And today's winner is... direction Metz!
When a man's gotta go, a man's gotta go, and talking to Kurt our German marina neighbour this morning convinced us that Metz needed he and we more than Flavigny did.
Our first challenge for the day was to get down the three small locks from Toul to the Mozelle, which is not usually a great feat, but this morning half the harbour decided to do the same thing and before the locks opened there was a queue of five boats to go two at a time down the stairway. Each time two boats left, another two would join the queue, leaving those in the harbour watching the parade in some merriment. We were convinced that the total number of boats leaving actually exceeded the number contained within the harbour overnight.
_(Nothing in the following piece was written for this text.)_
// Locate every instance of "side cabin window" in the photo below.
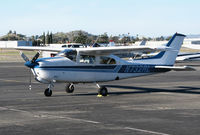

Ninety minutes and two cups of coffee later, we took our place in the queue, by this time down to three, (still one more than a canal lock can hold) and by lunchtime we were out onto the river and at the same monster lock that I photographed full of ship on Sunday. Given that we are not much further than half way down it's length, and the smallest of the boats ahead is around three metres longer than us, the scale of the ships starts to have an impact. In the absence of any more complicated calculation being needed while we were being gently lowered to the next level down, we figured that we could comfortably fit 52 boats identical to ours in one of these things, yet only one freighter manages it!
Eight hours, forty-one kilometres and half a dozen monster locks later, we pulled into Pont-a-Mousson, past the half way mark with only two locks tomorrow, but also past several villages which will slow our return journey.
Curse you Kurt and your contagious urgency.